A Pipeline is composed as an array of :cpp:class:`pdal::Stage` , with the first stage at the beginning and the last at the end. There are two primary building blocks in PDAL, :cpp:class:`pdal::Stage` and :cpp:class:`pdal::PointView`. :cpp:class:`pdal::Reader`, :cpp:class:`pdal::Writer`, and :cpp:class:`pdal::Filter` are all subclasses of :cpp:class:`pdal::Stage`.

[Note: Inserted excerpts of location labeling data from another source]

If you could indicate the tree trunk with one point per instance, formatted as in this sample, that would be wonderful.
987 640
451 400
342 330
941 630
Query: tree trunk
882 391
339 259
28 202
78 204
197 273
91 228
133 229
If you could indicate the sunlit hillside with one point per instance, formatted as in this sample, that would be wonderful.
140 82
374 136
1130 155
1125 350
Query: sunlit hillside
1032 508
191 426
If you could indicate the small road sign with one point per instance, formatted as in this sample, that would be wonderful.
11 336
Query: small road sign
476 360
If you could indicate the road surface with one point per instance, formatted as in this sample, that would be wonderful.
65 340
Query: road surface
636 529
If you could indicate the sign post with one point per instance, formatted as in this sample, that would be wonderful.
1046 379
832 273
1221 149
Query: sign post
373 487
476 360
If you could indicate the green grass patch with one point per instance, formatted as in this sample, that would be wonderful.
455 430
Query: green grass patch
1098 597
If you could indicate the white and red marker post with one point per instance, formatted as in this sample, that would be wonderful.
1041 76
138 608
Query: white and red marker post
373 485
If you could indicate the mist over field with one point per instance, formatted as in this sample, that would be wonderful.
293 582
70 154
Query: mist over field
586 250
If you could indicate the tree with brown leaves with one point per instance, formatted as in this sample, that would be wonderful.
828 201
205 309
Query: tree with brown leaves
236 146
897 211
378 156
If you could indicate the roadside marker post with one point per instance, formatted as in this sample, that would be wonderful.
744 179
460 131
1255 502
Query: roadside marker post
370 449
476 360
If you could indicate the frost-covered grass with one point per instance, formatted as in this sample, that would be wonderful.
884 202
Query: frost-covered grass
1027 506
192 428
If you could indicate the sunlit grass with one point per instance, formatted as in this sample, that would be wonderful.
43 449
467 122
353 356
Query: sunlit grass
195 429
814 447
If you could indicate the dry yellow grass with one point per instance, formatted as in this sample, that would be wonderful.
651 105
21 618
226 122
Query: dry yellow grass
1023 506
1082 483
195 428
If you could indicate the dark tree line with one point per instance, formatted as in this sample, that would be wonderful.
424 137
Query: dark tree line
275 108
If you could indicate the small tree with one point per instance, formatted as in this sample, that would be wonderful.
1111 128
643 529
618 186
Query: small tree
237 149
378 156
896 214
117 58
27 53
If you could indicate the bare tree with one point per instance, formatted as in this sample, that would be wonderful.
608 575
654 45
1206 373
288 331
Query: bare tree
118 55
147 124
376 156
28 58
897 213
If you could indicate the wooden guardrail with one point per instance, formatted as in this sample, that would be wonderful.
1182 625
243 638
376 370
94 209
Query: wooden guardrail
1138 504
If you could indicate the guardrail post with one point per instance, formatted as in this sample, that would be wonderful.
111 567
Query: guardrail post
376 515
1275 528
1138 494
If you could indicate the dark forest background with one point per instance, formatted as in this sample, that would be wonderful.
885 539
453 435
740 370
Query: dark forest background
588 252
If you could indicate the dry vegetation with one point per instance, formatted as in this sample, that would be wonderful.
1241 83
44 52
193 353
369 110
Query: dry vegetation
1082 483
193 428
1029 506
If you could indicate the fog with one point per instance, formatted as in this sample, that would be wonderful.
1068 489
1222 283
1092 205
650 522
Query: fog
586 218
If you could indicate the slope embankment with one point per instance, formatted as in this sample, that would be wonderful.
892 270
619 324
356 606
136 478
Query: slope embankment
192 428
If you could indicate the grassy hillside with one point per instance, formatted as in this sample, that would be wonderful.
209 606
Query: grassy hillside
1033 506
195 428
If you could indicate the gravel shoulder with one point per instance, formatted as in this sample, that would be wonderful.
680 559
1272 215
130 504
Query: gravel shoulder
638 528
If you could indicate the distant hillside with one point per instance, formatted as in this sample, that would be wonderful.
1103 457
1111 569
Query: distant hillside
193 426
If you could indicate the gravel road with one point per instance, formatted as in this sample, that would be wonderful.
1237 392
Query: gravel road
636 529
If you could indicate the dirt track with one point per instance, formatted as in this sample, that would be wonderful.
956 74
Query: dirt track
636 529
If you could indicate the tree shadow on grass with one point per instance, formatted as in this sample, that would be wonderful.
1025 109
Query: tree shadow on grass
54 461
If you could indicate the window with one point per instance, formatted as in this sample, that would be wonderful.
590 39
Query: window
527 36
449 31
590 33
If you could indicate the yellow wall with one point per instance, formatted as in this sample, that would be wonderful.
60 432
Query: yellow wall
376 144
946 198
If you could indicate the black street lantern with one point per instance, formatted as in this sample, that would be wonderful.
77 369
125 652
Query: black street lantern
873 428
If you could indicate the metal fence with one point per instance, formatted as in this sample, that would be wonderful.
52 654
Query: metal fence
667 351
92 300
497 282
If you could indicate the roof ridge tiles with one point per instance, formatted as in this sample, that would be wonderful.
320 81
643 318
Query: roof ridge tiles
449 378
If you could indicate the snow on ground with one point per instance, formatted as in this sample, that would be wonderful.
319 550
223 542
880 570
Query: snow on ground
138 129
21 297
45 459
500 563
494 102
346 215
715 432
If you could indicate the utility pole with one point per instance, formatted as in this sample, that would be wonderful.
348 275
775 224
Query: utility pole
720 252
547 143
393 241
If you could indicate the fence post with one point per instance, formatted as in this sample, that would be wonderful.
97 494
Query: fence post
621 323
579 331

:cpp:class:`pdal::PointView` is the substrate that flows between stages in a pipeline and transfers the actual data as it moves through the pipeline. A :cpp:class:`pdal::PointView` contains a :cpp:class:`pdal::PointTablePtr`, which itself contains a list of :cpp:class:`pdal::Dimension` objects that define the actual channels that are stored in the :cpp:class:`pdal::PointView`.

PDAL provides four types of stages -- :cpp:class:`pdal::Reader`, :cpp:class:`pdal::Writer`, :cpp:class:`pdal::Filter`, and :cpp:class:`pdal::MultiFilter` -- with the latter being hardly used (just :ref:`filters.merge`) at this point. A Reader is a producer of data, a Writer is a consumer of data, and a Filter is an actor on data.

Note

As a C++ API consumer, you are generally not supposed to worry about the underlying storage of the PointView, but there might be times when you simply just "want the data." In those situations, you can use the :cpp:func:`pdal::PointView::getBytes` method to stream out the raw storage.

Usage

While pipeline objects are manipulable through C++ objects, the other, more convenient way is through an JSON syntax. The JSON syntax mirrors the arrangement of the Pipeline, with options and auxiliary metadata added on a per-stage basis.

We have two use cases specifically in mind:

  • a :ref:`command-line <pipeline_command>` application that reads an JSON file to allow a user to easily construct arbitrary writer pipelines, as opposed to having to build applications custom to individual needs with arbitrary options, filters, etc.
  • a user can provide JSON for a reader pipeline, construct it via a simple call to the PipelineManager API, and then use the :cpp:func:`pdal::Stage::read()` function to perform the read and then do any processing of the points. This style of operation is very appropriate for using PDAL from within environments like Python where the focus is on just getting the points, as opposed to complex pipeline construction.
{
  "pipeline":[
    "/path/to/my/file/input.las",
    "output.las"
  ]
}

Note

https://github.com/PDAL/PDAL/blob/master/test/data/pipeline/ contains test suite pipeline files that provide an excellent example of the currently possible operations.

Stage Types

:cpp:class:`pdal::Reader`, :cpp:class:`pdal::Writer`, and :cpp:class:`pdal::Filter` are the C++ classes that define the stage types in PDAL. Readers follow the pattern of :ref:`readers.las` or :ref:`readers.oci`, Writers follow the pattern of :ref:`writers.las` or :ref:`readers.oci`, with Filters using :ref:`filters.reprojection` or :ref:`filters.crop`.

Note

:ref:`stage_index` contains a full listing of possible stages and descriptions of their options.

Note

Issuing the command pdal info --options will list all available stages and their options. See :ref:`info_command` for more.